I share this with you to address a particular point about Paul's letter to the Romans, namely, this gift of light would perhaps never had been written if our brother could have had his way.
"Now I would not have you ignorant, brethren, that oftentimes I purposed to come unto you, (but was let - prevented - hitherto,) that I might have some fruit among you also, even as among other Gentiles" (Romans 1:13)
"Yea, so have I strived to preach the Gospel, not where Christ was named, lest I should build upon another man's foundation: but as it is written, To whom He was not spoken of, they shall see: and they that have not heard shall understand. For which cause also I have been much hindered from coming to you" (Romans 15:20-22).
Because Rome was the power of the world in those days, one would have thought the Holy Spirit would have expeditiously led Paul to this venue of which it was said, "All roads lead to Rome." God delayed the Apostle for many years, however, and when Paul did reach Rome (on at least two occasions), he came and stayed as a prisoner. He "longed" to see his Roman brothers and sisters, but never did in the way he hoped. Paul ultimately died in Rome at the bloody hands of Nero. Thus, an unfulfilled longing characterized our brother so precious and vital to our walk with God, especially in light of the epistle to the Romans. Again, would Romans have been written had Paul been able to visit his brothers and sisters in Rome according to his desires?
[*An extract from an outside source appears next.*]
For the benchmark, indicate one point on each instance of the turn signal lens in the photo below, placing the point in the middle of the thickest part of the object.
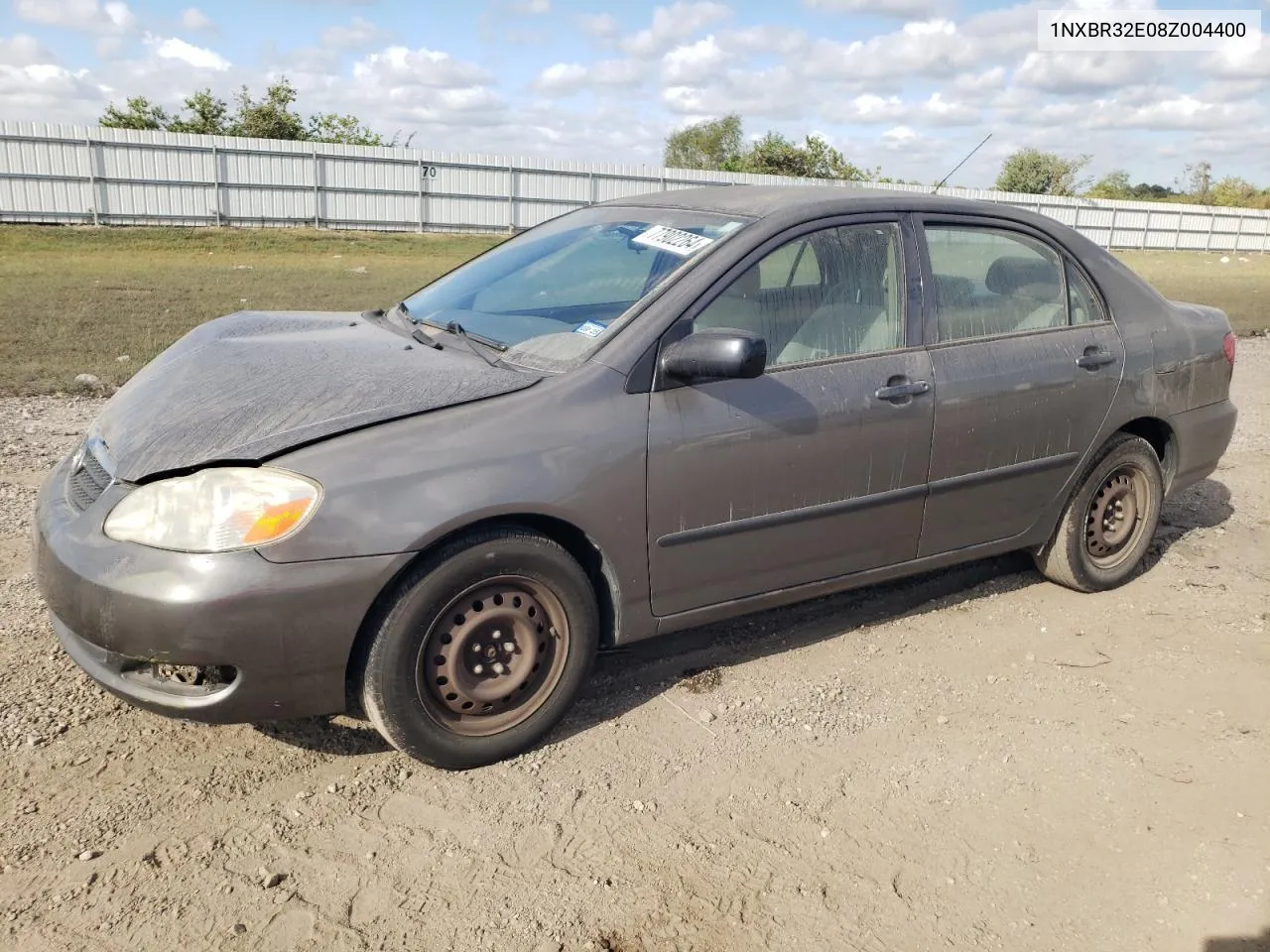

We do not know. However, of this we can be sure: Romans, as it exists, blesses us with its uniquely glorious fullness of light because Paul could not be with the church at Rome personally. Unfulfilled desire resulted in the glory of Christ proceeding from the Apostle as "the most profound writing." This speaks personally to each of us. What epistle to the Romans, as it were, is being written in our lives because longings that seem proper and beneficial have never been satisfied? Certainly it would have seemed to Paul that visiting Rome would have led to glorious outcomes of God's grace and truth in Christ. Instead, our brother wrote a letter. And oh what a letter he wrote, as inspired by the Spirit of God! And what a letter we may be writing as we join the Apostle regarding longings unfulfilled, choosing to trust our Lord rather than giving into paralyzing bitterness and sorrow.
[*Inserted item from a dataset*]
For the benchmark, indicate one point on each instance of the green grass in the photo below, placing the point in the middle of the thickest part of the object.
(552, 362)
I look forward to once again teaching Romans over the next few years. Doubtless its truths will yet again fill and thrill my heart as I read, ponder, and study. Hopefully others will also be encouraged as we journey to the Biblical summit whereupon God's brightest display of glory awaits. However, I hope to remember Romans exists because a most blessed brother experienced disappointment that led to glory rather than despair. And I hope such truth will be of help to our hearts as we realize our Lord's working in each of our lives involves blocked pathways that lead to vistas of the most glorious illumination shining in the Person and work of Christ.
"The Light shineth in darkness."
Weekly Memory Verse
I will remember the works of the Lord. Surely I will remember Thy wonders of old.